Thanks for the reply. It helped alot, since I did not know where to look.
I read the documentation regarding the issue and some more pages google
turned up for me.
I did increase my table cache to 16k and my open files are at 30k. I do
run debian etch 32-bit. How would I determine what reasonable means for
open files are on my system? I have 4GB Ram and a 2.6 Ghz DualCore.
What also interests me is my key buffer. I have it set to 768MB:
mysql> show status like "key%";
| Variable_name | Value |
| Key_blocks_not_flushed | 0 |
| Key_blocks_unused | 661370 |
| Key_blocks_used | 40169 |
| Key_read_requests | 22935142 |
| Key_reads | 65152 |
| Key_write_requests | 1941899 |
| Key_writes | 162770 |
7 rows in set (0.00 sec)
This would mean the following:
65152 Key_reads / 22935142 Key_read_requests * 100 = 0.29 %
I think this would be an reasonable value. Am I right?
Brent Baisley schrieb:
> The problem is your table cache setting. MySQL will only keep a
> certain amount of tables open and ready for access. Once that limit is
> hit, if a table that is not already open needs to be accessed, it
> needs to close a table to make room for opening the "new" table.
> This doesn't mean you can just set the table cache size really high.
> The operating system has limits as to how many file handles it can
> have open at one time.
> In mysql type this:
> show status like "open%"
> Your Opened_tables number is probably huge. That's how many times
> mysql had to open a table for access. Meaning the table wasn't opened
> already. The Open_tables is how many tables MySQL will keep open
> (table cache). You need to increase this number using the table_cache
> set global table_cache=#;
> The Open_files number from the show status command is important, make
> sure that stays within limits of your operating system.

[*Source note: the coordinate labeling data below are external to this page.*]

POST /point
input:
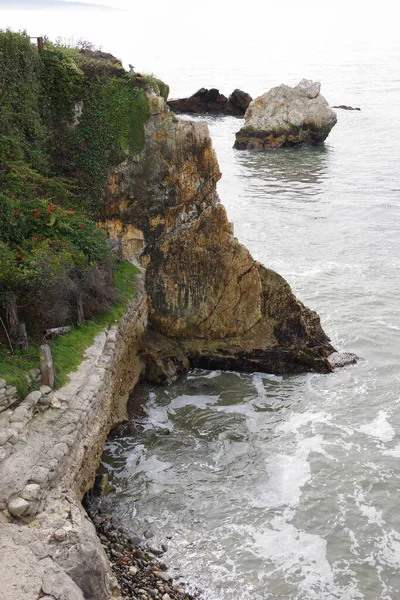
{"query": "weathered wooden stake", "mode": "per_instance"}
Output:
(47, 370)
(81, 314)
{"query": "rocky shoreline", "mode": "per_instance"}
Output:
(136, 564)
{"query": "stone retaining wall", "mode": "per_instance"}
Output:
(50, 447)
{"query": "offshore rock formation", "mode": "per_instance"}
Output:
(287, 116)
(209, 300)
(206, 101)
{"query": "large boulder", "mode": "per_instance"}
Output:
(287, 116)
(206, 101)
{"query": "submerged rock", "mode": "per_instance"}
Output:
(287, 116)
(211, 101)
(209, 300)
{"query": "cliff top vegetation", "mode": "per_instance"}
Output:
(67, 114)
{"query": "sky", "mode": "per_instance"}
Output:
(159, 35)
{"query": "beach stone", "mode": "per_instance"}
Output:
(33, 398)
(39, 474)
(341, 359)
(135, 540)
(55, 403)
(4, 437)
(31, 491)
(20, 414)
(11, 391)
(18, 506)
(162, 575)
(287, 116)
(45, 389)
(60, 535)
(148, 534)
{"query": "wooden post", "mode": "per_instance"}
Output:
(47, 370)
(79, 306)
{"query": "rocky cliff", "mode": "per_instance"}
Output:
(209, 300)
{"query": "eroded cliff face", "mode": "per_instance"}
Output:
(207, 296)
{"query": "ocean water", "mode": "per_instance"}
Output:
(283, 488)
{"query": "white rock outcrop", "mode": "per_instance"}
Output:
(287, 116)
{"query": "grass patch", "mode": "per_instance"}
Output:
(15, 368)
(68, 349)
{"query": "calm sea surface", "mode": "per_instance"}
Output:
(287, 488)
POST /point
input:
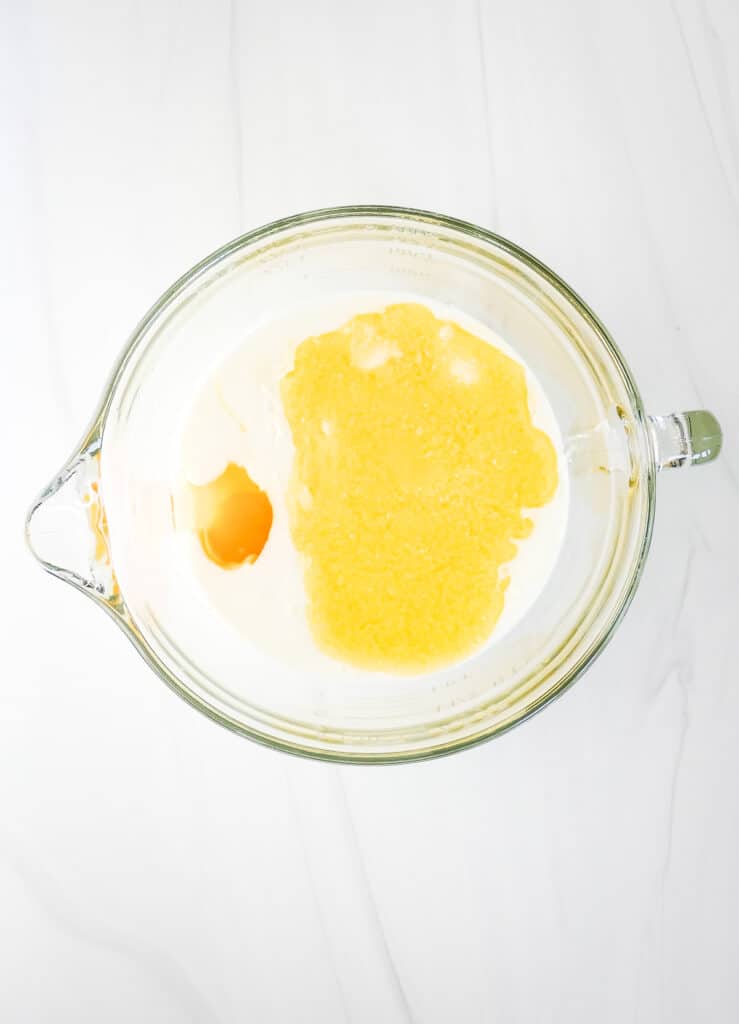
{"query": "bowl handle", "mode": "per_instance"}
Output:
(67, 527)
(685, 438)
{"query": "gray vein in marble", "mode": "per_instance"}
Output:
(720, 67)
(669, 632)
(704, 111)
(494, 218)
(372, 903)
(235, 101)
(294, 807)
(50, 899)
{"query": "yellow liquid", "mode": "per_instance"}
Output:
(416, 459)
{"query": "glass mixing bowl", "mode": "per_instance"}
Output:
(103, 524)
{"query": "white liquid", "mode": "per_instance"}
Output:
(238, 417)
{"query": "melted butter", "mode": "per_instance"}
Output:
(416, 459)
(231, 516)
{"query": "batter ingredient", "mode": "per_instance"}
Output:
(232, 517)
(416, 459)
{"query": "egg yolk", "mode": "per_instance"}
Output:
(232, 517)
(416, 460)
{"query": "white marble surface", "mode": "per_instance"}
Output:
(584, 867)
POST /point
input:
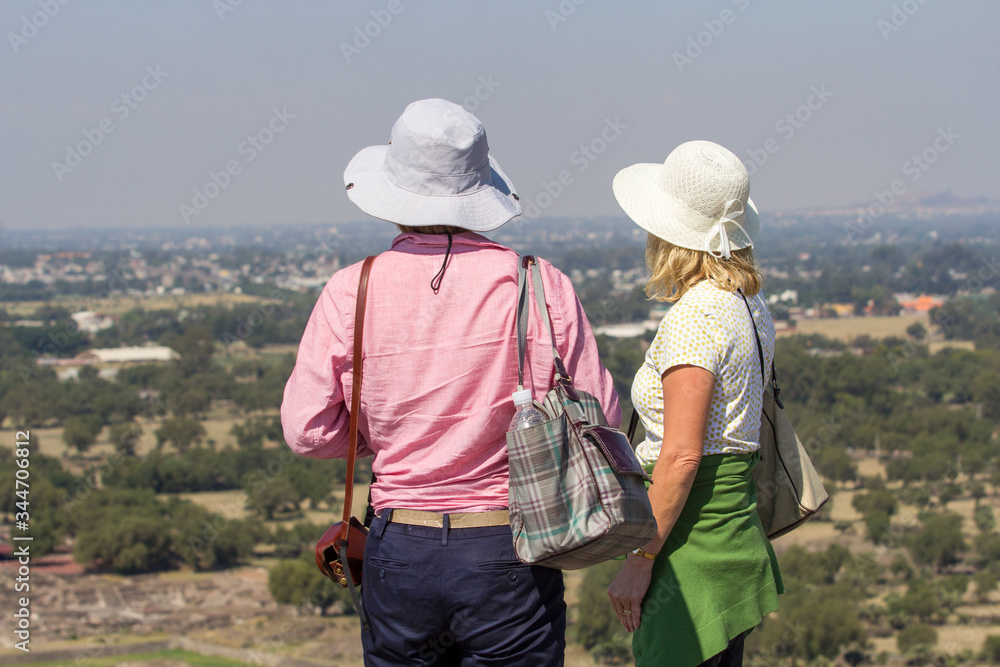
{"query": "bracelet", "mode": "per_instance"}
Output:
(645, 554)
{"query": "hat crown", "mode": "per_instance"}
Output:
(438, 148)
(704, 177)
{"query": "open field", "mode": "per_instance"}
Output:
(848, 328)
(118, 304)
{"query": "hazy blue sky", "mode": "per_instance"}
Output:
(547, 78)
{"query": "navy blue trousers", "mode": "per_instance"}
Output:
(458, 597)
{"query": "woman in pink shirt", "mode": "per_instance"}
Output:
(442, 584)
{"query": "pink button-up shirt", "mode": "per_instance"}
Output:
(439, 370)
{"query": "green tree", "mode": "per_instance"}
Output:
(195, 346)
(983, 518)
(125, 437)
(127, 542)
(917, 331)
(596, 627)
(595, 618)
(991, 649)
(986, 585)
(276, 494)
(80, 431)
(813, 622)
(300, 583)
(916, 634)
(181, 432)
(988, 547)
(939, 541)
(209, 541)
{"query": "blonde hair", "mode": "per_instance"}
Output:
(674, 270)
(431, 229)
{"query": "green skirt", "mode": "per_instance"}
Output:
(716, 577)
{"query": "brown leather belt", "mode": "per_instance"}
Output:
(455, 519)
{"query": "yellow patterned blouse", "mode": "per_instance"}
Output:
(710, 328)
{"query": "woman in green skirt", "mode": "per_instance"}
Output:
(693, 593)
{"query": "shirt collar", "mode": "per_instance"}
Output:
(464, 239)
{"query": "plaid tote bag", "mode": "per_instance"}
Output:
(577, 492)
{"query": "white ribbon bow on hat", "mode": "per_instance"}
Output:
(734, 213)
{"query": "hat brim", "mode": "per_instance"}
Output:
(483, 210)
(660, 214)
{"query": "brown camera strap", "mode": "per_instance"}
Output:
(352, 453)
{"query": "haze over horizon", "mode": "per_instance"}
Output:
(245, 112)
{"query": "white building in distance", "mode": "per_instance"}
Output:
(124, 355)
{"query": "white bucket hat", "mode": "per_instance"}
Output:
(699, 198)
(436, 170)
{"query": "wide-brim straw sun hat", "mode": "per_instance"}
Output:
(699, 198)
(436, 170)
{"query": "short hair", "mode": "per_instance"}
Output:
(431, 229)
(674, 270)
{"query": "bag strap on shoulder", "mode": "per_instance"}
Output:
(760, 354)
(523, 309)
(352, 438)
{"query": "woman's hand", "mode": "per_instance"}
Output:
(628, 589)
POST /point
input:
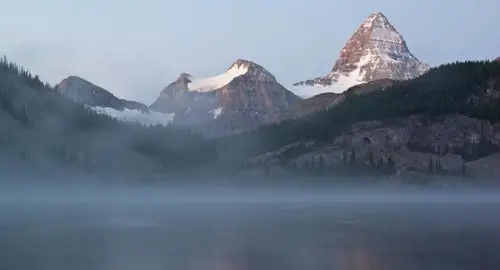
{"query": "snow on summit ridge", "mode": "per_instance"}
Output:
(238, 68)
(375, 51)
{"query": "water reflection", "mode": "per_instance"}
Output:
(232, 236)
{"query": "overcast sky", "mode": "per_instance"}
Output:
(135, 48)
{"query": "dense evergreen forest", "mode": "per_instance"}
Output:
(43, 131)
(466, 88)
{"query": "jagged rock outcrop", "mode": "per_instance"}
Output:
(85, 92)
(242, 98)
(375, 51)
(452, 145)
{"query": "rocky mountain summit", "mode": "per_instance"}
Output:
(375, 51)
(104, 102)
(242, 98)
(85, 92)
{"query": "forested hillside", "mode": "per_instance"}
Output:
(43, 131)
(466, 94)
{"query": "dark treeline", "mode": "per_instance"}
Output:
(464, 88)
(42, 129)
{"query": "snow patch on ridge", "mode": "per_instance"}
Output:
(341, 82)
(216, 82)
(127, 115)
(217, 112)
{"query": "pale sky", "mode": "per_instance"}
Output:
(135, 48)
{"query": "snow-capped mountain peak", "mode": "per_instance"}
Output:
(218, 81)
(238, 68)
(375, 51)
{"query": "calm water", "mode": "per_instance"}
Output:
(357, 232)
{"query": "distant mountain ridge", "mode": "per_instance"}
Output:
(104, 102)
(375, 51)
(83, 91)
(242, 98)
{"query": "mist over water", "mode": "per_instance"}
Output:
(226, 227)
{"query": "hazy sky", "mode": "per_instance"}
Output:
(135, 48)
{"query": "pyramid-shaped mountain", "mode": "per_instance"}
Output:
(375, 51)
(242, 98)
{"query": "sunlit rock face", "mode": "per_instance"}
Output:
(375, 51)
(242, 98)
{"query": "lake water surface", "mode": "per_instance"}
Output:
(179, 230)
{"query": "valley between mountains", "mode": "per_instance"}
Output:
(380, 112)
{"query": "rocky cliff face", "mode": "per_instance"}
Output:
(244, 97)
(82, 91)
(417, 147)
(375, 51)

> On Nov 12, 2007 5:09 PM, Samuel Vogel <samy-delux@stripped> wrote:
>> Hey guys,
>> I do run MySQL on a high traffic Server with approximately 10k
>> databases. Since some time MySQL is has become very sluggish.
>> When I look at my processlist it shows more than 25 processes (sometimes
>> of the same & table) with status "Opening tables". Some processes also
>> show "closing tables".
>> Since I am running I shared hosting environment, I can not examine the
>> situation to such extent, where I could see if table locks are
>> involved. But it does not seem to be the case, since it does not appear
>> for just some users, but for everybody. Also when I run a simple select
>> query it takes more than 2 sec.
>> I guess MySQL is trying to tell me, that my hard drive is too slow. How
>> could I ease this situation ?
>> My key_buffer is set to 1Gb of my 4Gb system memory. Other values are
>> tweaked as well, but I do not think the matter in that case.
>> Would partitioning the disk as Raid 0 ease the situation?
>> What other places do I have to look at, to further narrow down the problem?